Gérées par l’administration des douanes et impôts indirects, et bien que perçues à l’intérieur, les TIC font partie des impôts indirects, et sont presque invisibles, bien «diluées», dans le prix des produits achetés et consommés, comme du sucre ou du sel. En réalité, ces taxes font double emploi avec la TVA, instaurée au Maroc en 1985. Les recettes des TIC ont l’avantage (pour les finances publiques) d’être assises sur une base relativement stable, à la différence des recettes de la TVA qui sont influencées par la variation des prix. C’est surtout le cas des produits pétroliers dont les cours internationaux sont très variables. En cas de baisse des prix des produits pétroliers, les recettes des TIC limitent l’impact négatif de la baisse automatique des recettes TVA.

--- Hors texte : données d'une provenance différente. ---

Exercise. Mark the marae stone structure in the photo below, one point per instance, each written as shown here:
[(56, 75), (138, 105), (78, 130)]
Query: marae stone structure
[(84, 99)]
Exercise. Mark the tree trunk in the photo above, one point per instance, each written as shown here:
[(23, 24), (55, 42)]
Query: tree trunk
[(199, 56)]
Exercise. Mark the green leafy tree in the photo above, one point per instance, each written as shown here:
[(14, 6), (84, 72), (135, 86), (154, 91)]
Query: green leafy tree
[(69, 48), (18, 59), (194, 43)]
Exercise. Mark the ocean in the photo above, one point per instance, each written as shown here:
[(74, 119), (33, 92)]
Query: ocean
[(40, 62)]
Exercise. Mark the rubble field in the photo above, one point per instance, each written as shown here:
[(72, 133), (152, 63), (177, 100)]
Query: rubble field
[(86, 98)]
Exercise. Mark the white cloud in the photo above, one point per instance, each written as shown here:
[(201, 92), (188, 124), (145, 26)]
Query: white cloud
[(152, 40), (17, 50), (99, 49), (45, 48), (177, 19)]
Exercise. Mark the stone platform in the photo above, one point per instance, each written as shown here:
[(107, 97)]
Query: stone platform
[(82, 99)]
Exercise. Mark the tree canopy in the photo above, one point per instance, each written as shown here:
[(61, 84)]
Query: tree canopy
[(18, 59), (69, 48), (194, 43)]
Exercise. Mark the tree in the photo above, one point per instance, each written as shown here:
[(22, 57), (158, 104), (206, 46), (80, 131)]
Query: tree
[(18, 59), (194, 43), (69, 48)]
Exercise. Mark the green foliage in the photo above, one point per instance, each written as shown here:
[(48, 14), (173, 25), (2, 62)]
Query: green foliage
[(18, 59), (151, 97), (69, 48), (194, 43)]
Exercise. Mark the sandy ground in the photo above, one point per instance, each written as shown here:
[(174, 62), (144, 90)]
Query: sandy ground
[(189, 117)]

En 2024, les TIC ont rapporté 35,98 MMDH, soit 26,18% du total des impôts indirects (II) et 11,50% du total des recettes fiscales, (sur la base des chiffres publiés par la TGR (Bulletin mensuel des statistiques des finances publiques-BMSFP-, décembre 2024). C’est la 4ème source fiscale des finances publiques (FP) de l’Etat (en 2024), après la TVA (101,44 MMDH), l’IS (72,75 MMDH) et l’IR (60,52 MMDH). Le BMSFP de la TGR ventile ces taxes en trois catégories: la TIC sur les produits énergétiques qui a rapporté, la même année, 17,98 MMDH ; la TIC sur les tabacs manufacturés qui a généré 14,43 MMDH ; et la TIC sur «Autres» qui a permis de collecter 3,57 MMDH. A travers ces chiffres, apparaissent les «fumeurs» qui sont de bons contribuables puisque, pour chaque cigarette fumée, ils paient presque 100% de taxes (TIC + TVA). Par contre la TIC sur les produits pétroliers semble être menacée, mais pas pour demain, par la voiture électrique. Et que cache la rubrique «Autres» ? Le détail apparait dans les lois de finances où cette fois-ci, les TIC sont ventilées en sept catégories (Voir tableau ci-contre). Ce qui attire le plus l’attention, ce sont deux taxes: la taxe sur les vins et alcools, pour laquelle le projet de loi de finances de l’année 2026 prévoit une recette de 1,48 MMDH et la taxe sur les bières pour laquelle est prévue une recette de 1,96 MMDH. Et là aussi, comme les fumeurs de tabacs, les buveurs sont de bons contribuables puisqu’ils paient en taxes, presque 100% du prix de chaque bouteille, et même plus s’ils sont accoudés à un bar, cigarette allumée, ou dans un restaurant autorisé à servir l’alcool. Fumeurs et buveurs sont donc fiscalement des citoyens tout à fait respectables. Et «Allah Yaâfou !». «Surtout pas !», dirait l’administration fiscale concernée. C’est d’ailleurs presque la réponse donnée récemment par le Ministre délégué au Budget dans la commission des finances de la Chambre des représentants pour rejeter un amendement visant une hausse de la taxe sur les tabacs manufacturés. En effet, le taux de la TIC/tabac manufacturé semble avoir atteint la limite maximale qui, une fois dépassée, pourrait donner un effet inverse, en termes de la demande et donc de baisse des recettes, suite à l’abstention des consommateurs (ce qui serait bon pour la santé des consommateurs concernés) ou au développement des circuits informels.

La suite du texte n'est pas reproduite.